After three months of work, Castellano and her team, with the support of Co-Founder and CEO, Brad Brooks, officially began the rebranding initiative.

It was now the end of spring 2017 and Castellano set an ambitious goal of launching the new brand at HIMSS18 – only 9 months away. “It was definitely an audacious goal,” admitted Castellano. “But we all knew that it just had to get done. Our Sales Team needed it. Our company needed it. We just had to move forward.”

Castellano allocated half of her ten person team to work on the rebrand while the other half worked on HIMSS18 pre-show marketing and building up their sales funnel. Everything came together and on March 6th the new brand was revealed.

CEO Brooks explained the new name this way: “Our new name – TigerConnect – allows us to clearly articulate the true value our solutions deliver. We connect care teams, existing data systems, and ultimately healthcare communities across a centralized and highly scalable clinical messaging platform. It is this real-time connection to data and people that dramatically improves the way healthcare organizations communicate to drive better results. We wanted that value to be reflected in our name and brand icon which are 4 interlocking C’s that represent Connected Clinical Communication and Collaboration.”

According to Castellano the reaction internally has been overwhelmingly positive. “We gave our staff a preview of the new brand in January. Everyone was very proud and happy with the new name. It was fresh and new, yet it still had a nod to our heritage and roots. Everyone felt that the new brand would allow us to better position the company and elevate the conversations we were having.”

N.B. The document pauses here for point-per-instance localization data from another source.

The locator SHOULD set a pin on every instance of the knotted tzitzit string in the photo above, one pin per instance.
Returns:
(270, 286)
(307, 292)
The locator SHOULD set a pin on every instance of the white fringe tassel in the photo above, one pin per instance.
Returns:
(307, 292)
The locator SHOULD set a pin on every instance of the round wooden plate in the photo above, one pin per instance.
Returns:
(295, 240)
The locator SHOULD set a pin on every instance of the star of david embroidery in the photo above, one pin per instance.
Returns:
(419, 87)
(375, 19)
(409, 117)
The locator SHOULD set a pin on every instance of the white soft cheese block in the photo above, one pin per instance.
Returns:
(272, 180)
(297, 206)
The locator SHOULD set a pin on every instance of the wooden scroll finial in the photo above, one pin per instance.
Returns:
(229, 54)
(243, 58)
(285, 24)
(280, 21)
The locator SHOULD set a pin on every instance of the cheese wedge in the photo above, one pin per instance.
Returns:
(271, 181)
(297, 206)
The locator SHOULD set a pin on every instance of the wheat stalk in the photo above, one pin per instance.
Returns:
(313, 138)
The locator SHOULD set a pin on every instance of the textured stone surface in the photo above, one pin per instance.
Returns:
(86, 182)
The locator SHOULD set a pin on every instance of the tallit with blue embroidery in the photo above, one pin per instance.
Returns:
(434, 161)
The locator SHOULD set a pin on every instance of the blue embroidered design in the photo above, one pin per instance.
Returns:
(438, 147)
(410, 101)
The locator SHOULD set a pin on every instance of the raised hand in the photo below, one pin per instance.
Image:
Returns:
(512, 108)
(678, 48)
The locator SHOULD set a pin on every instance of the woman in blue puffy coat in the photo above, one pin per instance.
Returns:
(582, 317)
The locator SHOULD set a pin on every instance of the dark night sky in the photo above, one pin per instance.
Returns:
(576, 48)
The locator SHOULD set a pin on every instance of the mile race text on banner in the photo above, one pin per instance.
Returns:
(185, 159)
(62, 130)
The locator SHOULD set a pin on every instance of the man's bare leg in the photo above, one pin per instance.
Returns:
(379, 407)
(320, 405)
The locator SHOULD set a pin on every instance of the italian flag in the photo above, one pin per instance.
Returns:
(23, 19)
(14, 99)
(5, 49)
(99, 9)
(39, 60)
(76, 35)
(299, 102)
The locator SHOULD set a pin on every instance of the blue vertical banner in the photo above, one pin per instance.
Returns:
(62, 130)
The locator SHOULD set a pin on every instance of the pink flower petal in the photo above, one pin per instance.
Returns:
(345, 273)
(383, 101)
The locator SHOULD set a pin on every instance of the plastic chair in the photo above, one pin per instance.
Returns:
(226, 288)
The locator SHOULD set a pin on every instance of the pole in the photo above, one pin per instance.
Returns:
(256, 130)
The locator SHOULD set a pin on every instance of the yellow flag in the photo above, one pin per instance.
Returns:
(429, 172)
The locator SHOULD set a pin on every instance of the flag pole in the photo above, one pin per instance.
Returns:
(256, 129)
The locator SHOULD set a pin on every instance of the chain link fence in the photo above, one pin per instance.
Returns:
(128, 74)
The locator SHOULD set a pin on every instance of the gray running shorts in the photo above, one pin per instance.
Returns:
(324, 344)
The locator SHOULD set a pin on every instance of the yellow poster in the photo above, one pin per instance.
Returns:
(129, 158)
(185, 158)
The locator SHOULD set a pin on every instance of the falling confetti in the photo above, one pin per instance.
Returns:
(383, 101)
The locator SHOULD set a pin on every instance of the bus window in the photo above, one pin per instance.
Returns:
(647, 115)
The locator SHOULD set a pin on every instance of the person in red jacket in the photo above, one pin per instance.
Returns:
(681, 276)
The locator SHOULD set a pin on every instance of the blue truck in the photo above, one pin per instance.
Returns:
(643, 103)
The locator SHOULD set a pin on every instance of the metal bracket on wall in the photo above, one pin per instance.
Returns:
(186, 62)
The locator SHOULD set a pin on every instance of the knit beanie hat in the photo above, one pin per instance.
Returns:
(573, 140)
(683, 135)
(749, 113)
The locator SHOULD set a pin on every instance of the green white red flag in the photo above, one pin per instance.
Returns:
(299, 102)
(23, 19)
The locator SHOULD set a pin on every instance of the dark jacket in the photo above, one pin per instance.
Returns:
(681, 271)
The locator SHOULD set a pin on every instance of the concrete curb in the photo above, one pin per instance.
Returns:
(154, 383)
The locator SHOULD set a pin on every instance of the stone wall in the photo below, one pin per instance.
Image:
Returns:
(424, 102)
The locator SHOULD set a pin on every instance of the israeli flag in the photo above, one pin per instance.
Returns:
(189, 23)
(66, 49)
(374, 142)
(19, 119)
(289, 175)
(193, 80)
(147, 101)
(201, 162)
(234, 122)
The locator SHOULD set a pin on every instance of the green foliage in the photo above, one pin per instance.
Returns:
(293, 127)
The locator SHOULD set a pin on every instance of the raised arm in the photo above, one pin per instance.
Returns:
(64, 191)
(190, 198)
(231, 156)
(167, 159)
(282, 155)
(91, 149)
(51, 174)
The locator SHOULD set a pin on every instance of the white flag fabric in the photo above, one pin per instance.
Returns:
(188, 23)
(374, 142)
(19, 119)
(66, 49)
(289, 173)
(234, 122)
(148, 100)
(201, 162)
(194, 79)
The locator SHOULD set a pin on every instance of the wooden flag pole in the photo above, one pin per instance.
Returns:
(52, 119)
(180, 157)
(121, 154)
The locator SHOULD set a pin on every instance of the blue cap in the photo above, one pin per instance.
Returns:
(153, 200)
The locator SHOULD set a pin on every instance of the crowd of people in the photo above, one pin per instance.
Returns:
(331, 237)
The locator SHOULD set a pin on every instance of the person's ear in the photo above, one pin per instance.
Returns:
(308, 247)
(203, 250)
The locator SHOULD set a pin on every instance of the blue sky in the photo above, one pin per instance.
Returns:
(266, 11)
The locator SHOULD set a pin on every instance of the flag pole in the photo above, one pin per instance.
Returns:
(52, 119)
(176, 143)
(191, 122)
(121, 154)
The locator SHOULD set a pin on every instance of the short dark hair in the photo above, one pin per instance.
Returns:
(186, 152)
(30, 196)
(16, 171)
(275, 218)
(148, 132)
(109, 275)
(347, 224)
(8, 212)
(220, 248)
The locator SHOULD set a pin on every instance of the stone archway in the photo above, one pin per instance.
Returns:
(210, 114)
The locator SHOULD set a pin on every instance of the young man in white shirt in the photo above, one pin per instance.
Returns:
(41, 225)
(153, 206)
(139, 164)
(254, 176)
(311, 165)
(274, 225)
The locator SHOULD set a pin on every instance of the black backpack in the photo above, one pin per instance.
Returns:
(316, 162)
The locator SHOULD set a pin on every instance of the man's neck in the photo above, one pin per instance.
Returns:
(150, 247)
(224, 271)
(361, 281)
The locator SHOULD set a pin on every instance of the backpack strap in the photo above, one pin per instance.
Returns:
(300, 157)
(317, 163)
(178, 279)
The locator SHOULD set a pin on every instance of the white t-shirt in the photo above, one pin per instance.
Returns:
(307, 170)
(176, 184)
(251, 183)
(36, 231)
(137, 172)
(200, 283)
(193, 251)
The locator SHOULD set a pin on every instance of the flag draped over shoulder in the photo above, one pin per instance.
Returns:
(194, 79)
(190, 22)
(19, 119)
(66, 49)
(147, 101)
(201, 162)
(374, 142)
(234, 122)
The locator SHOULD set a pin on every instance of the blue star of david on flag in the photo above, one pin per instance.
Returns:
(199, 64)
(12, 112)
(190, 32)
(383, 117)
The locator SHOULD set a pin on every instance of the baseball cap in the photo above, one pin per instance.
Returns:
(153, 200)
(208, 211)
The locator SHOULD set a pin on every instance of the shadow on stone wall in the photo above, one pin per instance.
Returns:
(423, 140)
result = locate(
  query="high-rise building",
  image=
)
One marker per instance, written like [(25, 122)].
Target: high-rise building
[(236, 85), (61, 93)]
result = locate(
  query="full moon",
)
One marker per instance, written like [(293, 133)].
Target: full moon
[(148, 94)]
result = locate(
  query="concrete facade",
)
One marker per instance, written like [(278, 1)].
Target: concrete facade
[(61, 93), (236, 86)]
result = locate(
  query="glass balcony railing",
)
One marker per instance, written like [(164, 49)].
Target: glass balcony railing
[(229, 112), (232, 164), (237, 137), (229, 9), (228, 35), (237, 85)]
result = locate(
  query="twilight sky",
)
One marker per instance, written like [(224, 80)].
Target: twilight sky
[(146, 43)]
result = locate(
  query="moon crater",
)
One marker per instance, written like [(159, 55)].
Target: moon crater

“The reaction at HIMSS was also very positive,” noted Brooks. “The name change gave us the opportunity to talk about our story. We talked about where we had been and where we were going. It was really a lightbulb moment for visitors to the booth. We got a lot of ‘Aha…that makes sense’ comments.”

Having led three rebranding initiatives at three different companies, I applaud Castellano and her team for achieving their goal in such a short time frame. To do it on top of preparing for HIMSS is simply incredible.

It will be interesting to track the growth of TigerConnect in the years to come to see if the rebrand helps the company reach its desired financial results.